Habiendo pensado eso, sin embargo, supo que sólo acertaba en parte. Corinn pertenecía a aquel lugar, pero no de aquella manera. No como una prisionera, no como una amante para Hanish Mein; no como una traición viviente, impuesta de cuanto había valorado antaño. Thaddeus pudo ver todo aquello en el rostro de ella mientras hablaba con las otras mujeres. Corinn estaba impresionante, pero eso no ocultaba la miseria que moraba justo debajo de la superficie. Su rostro tenía un aura quebradiza, una fragilidad cristalina. Parecía como si pudiera estallar en mil pedazos en cualquier momento.

Thaddeus la observó durante todo el tiempo que ella pasó en el patio. Era la segunda vez que olvidaba su necesidad de mantener el sigilo. Contempló a Corinn y a su entorno desde varios ventanales, aprendiendo todo lo que podía de lo que observaba. No necesitó mucho tiempo para confirmar que se hallaba bajo estrecha vigilancia. La gente que espía a una persona puede ocultar bien sus acciones a esa persona, pero a menudo resulta tan obvia como el sol para otras. Los guardias la observaban disimuladamente. Los funcionarios de paso la escrutaban con miradas de soslayo. Una sirvienta apareció y desapareció varias veces, siempre cargada con una cesta que ni fue dejada en el suelo ni vio modificado su contenido. Thaddeus observó en todo aquello señales ocultas del cautiverio de Corinn. Así pues, decidió rescatarla.

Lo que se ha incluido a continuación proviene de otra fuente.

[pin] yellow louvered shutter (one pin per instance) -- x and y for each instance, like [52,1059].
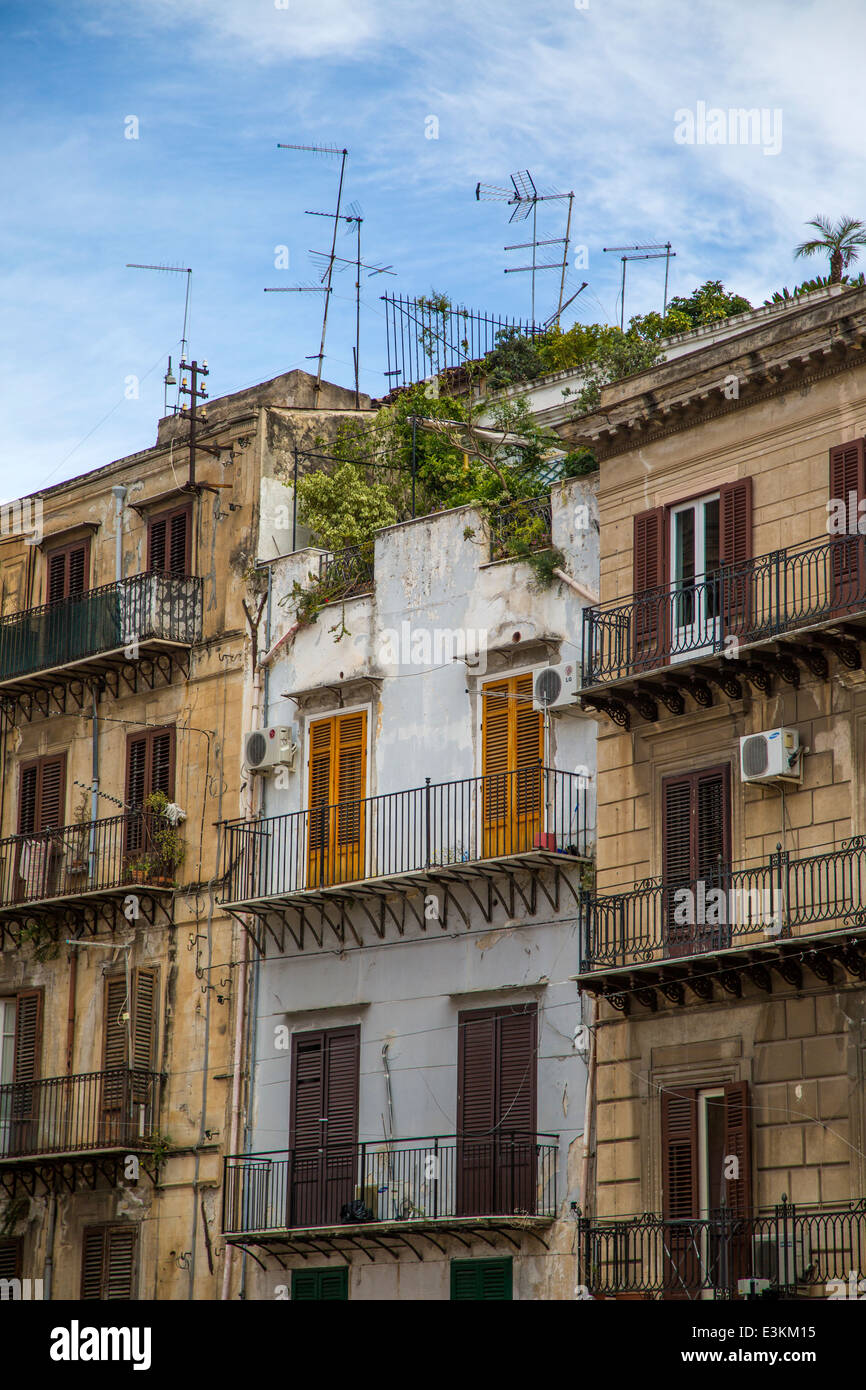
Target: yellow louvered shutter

Ese pensamiento ya le había pasado por la cabeza. No había dejado de darle vueltas mientras atravesaba el extremo norte de Talay. Lo había descartado, no obstante. Ahora todo dependía de que él recuperase el libro, y rescatar a la princesa superponía una capa de complejidad tras otra sobre aquella misión. Proporcionaba muchas más ocasiones de fracaso. Y él no podía fracasar. Incluso había llegado al extremo de imaginar conversaciones con Hanish en las que la aún cautiva Corinn era utilizada como moneda de cambio. Dudaba que Hanish fuera a hacerle daño. No después de haberla mantenido viva y en buena salud durante tanto tiempo, no después de acostarse noche tras noche en la misma cama que ella. La princesa estaría razonablemente a salvo, había pensado Thaddeus, hasta que el conflicto llegara a su conclusión.

Pero eso había sido antes, cuando Corinn no era más que una noción, un fantasma en el que Thaddeus pensaba cada día, pero sobre el que no había puesto los ojos en nueve años. Qué distinto se sentía ahora que la había visto. Si lograba escapar de aquella isla con La canción de Elenet al mismo tiempo que con la princesa Corinn, habría dado un paso de gigante hacia la redención de sus pecados anteriores. Todos los hijos de Leodan Akaran estarían a salvo. El futuro del mundo descansaría en sus capaces manos. El hecho de que él pudiera ser capaz de hacer que eso llegara a suceder significaba que tenía que intentarlo. Naturalmente lo intentó.